Selection.InsertBreak Type:=wdPageBreak


:whistle:

fumei
05-02-2005, 07:39 AM
Well Joost, that is technically correct, but does not fully answer.

Your code inserts a page break as if you do a Ctrl-Enter. Essentially a Chr(12).

Selection.InsertBreak Type:=wdSectionBreakNextPage

also makes a Chr(12), but makes it a different section. Which sometimes is what you want. It adds a page break as a section page break. A possibly important distinction.

MOS MASTER
05-02-2005, 10:54 AM
Hi Gerry,

With you arround there is no such thing as a fully answered question! :rofl:

I could have just answered:
Selection.InsertBreak

Simply because wdPageBreak is the default.

The OP didn't specify what kind off break he wanted so just let him specify it for us? :whistle:

fumei
05-02-2005, 11:23 AM
Hmmmm. I am not sure how to take that. Shrug, oh well, I will think of it as very much like Word itself....never fully answered. Or answerable. Word has its own odd twists, does it not?

I did not mean to sound critical - and, ahem, cough.....I can see that it could have looked that way. Just pointing out that there are page breaks, and there are....other page breaks.

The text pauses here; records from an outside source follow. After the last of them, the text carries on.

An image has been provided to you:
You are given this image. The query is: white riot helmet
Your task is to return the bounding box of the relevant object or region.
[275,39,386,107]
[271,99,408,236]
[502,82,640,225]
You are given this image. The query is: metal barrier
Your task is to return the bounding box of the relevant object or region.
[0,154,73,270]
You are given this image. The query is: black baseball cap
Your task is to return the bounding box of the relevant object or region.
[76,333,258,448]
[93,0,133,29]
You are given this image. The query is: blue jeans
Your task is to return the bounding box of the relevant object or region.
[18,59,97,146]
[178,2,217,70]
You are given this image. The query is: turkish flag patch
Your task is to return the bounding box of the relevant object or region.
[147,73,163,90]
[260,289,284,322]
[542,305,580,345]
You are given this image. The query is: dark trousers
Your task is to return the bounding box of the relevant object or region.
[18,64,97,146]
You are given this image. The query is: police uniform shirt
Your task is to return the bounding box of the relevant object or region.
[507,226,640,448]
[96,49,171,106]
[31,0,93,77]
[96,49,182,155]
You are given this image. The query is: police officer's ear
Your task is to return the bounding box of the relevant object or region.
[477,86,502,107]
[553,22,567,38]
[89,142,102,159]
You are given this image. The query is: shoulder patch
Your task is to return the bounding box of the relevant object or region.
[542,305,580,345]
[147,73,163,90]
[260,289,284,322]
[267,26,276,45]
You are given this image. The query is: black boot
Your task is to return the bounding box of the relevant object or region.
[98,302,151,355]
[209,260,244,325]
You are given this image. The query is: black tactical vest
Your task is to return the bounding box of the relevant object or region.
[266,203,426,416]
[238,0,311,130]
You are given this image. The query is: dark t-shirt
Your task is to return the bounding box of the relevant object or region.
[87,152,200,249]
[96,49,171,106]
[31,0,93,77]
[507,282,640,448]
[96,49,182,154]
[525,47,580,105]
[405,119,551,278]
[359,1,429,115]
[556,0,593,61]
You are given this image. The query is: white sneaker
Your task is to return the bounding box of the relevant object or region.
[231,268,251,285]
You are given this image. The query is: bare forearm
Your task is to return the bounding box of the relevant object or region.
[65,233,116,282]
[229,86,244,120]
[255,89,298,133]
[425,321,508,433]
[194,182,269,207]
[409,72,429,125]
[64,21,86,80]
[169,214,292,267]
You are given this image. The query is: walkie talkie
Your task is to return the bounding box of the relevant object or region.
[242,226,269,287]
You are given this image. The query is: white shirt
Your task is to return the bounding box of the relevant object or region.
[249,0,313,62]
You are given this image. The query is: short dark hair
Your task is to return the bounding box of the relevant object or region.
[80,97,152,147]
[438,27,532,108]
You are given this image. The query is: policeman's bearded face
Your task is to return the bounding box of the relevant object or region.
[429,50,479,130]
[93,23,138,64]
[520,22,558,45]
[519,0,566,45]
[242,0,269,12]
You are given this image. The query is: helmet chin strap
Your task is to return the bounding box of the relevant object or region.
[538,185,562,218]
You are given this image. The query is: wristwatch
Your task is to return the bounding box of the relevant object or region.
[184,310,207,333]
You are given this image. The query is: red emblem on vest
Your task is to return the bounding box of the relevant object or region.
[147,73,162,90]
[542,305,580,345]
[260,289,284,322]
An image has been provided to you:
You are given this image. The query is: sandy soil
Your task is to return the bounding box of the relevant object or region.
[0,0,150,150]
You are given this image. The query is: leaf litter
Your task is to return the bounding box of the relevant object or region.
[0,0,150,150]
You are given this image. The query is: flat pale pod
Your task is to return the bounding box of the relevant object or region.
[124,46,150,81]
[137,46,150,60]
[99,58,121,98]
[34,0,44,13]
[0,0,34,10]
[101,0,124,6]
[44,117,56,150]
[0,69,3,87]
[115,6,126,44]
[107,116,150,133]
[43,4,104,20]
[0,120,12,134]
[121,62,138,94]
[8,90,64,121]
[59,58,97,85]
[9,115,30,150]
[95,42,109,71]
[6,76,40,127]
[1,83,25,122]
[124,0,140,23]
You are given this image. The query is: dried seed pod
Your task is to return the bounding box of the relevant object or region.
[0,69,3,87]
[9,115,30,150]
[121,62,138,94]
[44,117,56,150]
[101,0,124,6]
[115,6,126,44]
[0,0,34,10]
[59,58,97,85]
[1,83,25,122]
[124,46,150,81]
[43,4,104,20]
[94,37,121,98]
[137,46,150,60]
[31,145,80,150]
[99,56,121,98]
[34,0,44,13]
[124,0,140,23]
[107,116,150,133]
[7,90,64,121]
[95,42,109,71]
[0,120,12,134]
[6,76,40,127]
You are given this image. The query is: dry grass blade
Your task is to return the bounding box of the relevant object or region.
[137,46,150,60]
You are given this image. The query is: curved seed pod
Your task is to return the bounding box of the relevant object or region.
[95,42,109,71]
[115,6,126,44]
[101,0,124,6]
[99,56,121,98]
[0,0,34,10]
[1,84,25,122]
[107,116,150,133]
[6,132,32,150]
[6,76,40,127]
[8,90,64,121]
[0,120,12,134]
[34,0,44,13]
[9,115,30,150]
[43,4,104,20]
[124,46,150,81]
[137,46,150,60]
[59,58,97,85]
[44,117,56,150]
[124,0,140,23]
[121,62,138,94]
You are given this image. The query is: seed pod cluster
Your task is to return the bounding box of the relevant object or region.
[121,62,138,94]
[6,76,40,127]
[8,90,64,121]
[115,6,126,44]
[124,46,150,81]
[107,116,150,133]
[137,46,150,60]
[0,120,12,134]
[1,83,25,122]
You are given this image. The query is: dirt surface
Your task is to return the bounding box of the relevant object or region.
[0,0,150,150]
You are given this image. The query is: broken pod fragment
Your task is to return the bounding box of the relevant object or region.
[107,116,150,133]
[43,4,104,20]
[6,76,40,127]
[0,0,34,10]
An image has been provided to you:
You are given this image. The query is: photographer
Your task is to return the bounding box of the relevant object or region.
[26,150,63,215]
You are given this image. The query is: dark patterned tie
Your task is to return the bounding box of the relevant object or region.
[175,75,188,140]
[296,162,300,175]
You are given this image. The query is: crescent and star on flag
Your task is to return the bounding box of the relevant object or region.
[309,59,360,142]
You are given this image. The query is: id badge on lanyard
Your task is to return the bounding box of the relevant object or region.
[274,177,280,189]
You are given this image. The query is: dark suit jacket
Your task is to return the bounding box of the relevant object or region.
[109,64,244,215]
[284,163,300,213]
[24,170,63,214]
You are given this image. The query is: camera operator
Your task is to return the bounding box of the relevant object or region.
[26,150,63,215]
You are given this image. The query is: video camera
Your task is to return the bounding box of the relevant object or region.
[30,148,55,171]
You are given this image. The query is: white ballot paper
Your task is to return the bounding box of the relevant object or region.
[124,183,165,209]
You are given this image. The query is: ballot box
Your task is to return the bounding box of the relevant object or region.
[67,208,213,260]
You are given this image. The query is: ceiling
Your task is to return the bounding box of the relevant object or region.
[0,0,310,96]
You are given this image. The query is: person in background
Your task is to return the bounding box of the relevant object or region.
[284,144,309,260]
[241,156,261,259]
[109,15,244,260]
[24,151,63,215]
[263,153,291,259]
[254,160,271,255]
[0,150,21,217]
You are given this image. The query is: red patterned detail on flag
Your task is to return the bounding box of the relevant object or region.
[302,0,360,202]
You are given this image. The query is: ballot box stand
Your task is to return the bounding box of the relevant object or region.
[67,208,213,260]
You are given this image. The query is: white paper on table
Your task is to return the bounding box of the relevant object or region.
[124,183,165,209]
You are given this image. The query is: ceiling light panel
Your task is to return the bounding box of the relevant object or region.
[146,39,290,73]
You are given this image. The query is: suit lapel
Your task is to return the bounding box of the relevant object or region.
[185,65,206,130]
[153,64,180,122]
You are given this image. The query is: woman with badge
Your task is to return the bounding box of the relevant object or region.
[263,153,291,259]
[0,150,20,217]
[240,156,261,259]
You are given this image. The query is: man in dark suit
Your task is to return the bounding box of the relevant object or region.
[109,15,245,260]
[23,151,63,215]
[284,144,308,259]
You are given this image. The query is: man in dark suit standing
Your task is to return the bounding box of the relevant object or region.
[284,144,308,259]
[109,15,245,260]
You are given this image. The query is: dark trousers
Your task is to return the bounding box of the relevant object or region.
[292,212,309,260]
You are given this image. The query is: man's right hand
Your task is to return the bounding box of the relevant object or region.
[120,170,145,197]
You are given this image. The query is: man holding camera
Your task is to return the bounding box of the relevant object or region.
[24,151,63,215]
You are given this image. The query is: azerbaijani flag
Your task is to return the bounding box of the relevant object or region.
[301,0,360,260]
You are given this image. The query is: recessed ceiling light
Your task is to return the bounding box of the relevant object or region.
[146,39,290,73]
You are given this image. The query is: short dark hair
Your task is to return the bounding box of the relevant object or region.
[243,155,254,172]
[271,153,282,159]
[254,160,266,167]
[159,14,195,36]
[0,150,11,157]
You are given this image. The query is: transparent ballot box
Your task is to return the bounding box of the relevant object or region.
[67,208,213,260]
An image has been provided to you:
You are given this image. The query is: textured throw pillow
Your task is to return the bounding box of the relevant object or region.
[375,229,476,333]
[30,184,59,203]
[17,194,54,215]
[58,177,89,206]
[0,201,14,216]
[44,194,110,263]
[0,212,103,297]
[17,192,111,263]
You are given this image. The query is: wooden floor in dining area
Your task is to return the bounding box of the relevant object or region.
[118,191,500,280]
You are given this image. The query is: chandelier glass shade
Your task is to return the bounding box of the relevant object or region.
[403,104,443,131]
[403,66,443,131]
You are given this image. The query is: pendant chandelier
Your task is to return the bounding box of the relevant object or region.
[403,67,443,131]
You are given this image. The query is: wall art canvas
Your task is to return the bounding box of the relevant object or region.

I was just thinking about them re: the post on IF statements that requires testing for the specific reason for a page break. Also remember that if text rolls on and creates a new page, there is, in fact, NO page break between them. Even though it is a different page. Thus there are three conditions that make a page different from the proceeding page.

1. An explicit SectionPageBreak.
2. An explicit PageBreak
3. A derived, or calculated page break which uses the pagination operation of Word to set the Range.Start integer of every character within the parameters of the predefined bookmark "\page".

So, technically, you can make it LOOK LIKE a page break by inserting emough blank text characters (ie spaces or empty paragraph marks) from the end of the current text. This would push the calculated (derived) range into a new page. This would look like a page break, but in fact would, technically, not be - it would be condition #3.

You could calculate the number of characters needed to do this. In fact, this can be a viable method if you make the "empty" text a bookmark. That allows manipulation if required. It also eliminates unneeded "hard" page breaks that can be a problem later on.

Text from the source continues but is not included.